The NSPCC said up to 22,609 children around Yorkshire and Humberside - including 261 living under City of York Council and 319 under North Yorkshire County Council - are living in abusive households, or where domestic abuse has taken place.

The charity has called on the Government to publish a White Paper and recognise children as victims when living with domestic abuse to ensure they get support to deal with the issue, and claimed a proposed new definition of domestic abuse “ignores the effect growing up in abusive households has on children”.

Almudena Lara, head of policy at the NSPCC, said: “It is quite astonishing that the Government is dragging its feet when deciding whether to recognise young people as victims when almost a quarter of a million children that we know of are living with domestic abuse in England alone.

“As well as the day-to-day distress that living with domestic abuse creates, it can cause long-term problems into adulthood that can only be addressed through targeted services that understand the complex trauma children living with domestic abuse experience. For this to be done effectively we need government to open their eyes to the harm domestic abuse has on children and give them victim status in the upcoming White Paper to ensure they receive the services they need.”

Department for Education figures showed domestic violence was a factor in 246,720 child protection assessments across England in 2017/18, and in 22,609 assessments in Yorkshire and Humberside.

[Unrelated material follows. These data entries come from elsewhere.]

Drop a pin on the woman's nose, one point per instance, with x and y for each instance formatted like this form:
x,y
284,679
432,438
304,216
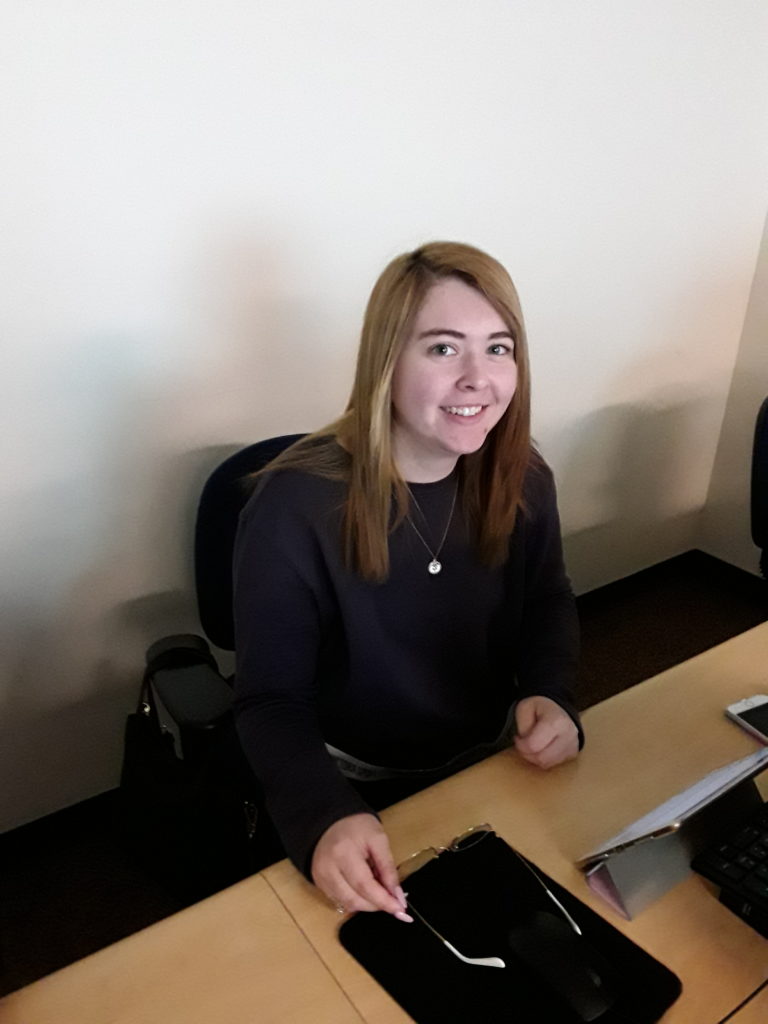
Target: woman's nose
x,y
473,376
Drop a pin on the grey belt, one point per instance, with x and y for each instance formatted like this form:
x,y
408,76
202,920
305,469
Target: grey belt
x,y
361,771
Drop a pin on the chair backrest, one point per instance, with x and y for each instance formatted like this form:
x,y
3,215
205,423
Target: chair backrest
x,y
224,495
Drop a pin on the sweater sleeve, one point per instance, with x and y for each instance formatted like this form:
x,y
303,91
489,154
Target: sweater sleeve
x,y
278,629
549,635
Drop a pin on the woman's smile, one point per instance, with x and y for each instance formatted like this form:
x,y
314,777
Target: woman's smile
x,y
453,381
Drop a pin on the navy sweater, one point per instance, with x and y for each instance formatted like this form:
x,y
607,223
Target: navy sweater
x,y
406,674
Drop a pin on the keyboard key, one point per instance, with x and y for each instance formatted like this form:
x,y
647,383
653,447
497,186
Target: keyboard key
x,y
745,861
756,887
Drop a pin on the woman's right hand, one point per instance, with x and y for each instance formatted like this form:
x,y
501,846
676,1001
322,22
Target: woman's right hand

Legal recognition as victims of domestic abuse would give children greater protection through protection orders, and would help professionals take action to help children at risk.

The call has been backed by Luke and Ryan Hart whose father Lance Hart murdered their mother Claire and sister Charlotte in 2016 in Spalding, Lincolnshire, after two decades of domestic abuse.

Ryan said: “We didn’t recognise it as abuse because there was never any violence but it was coercive control, financial, emotional, psychological abuse. What is often missed is the effects of living in that environment has on kids, growing up not only witnessing abuse but experiencing it day in and day out, how that affects us growing up and into adult life. Children living with domestic abuse are not just witnesses to the abuse, they are victims themselves. Luke and I know first-hand the psychological effects, emotional effects can have on you by seeing someone you love being a victim of abuse.”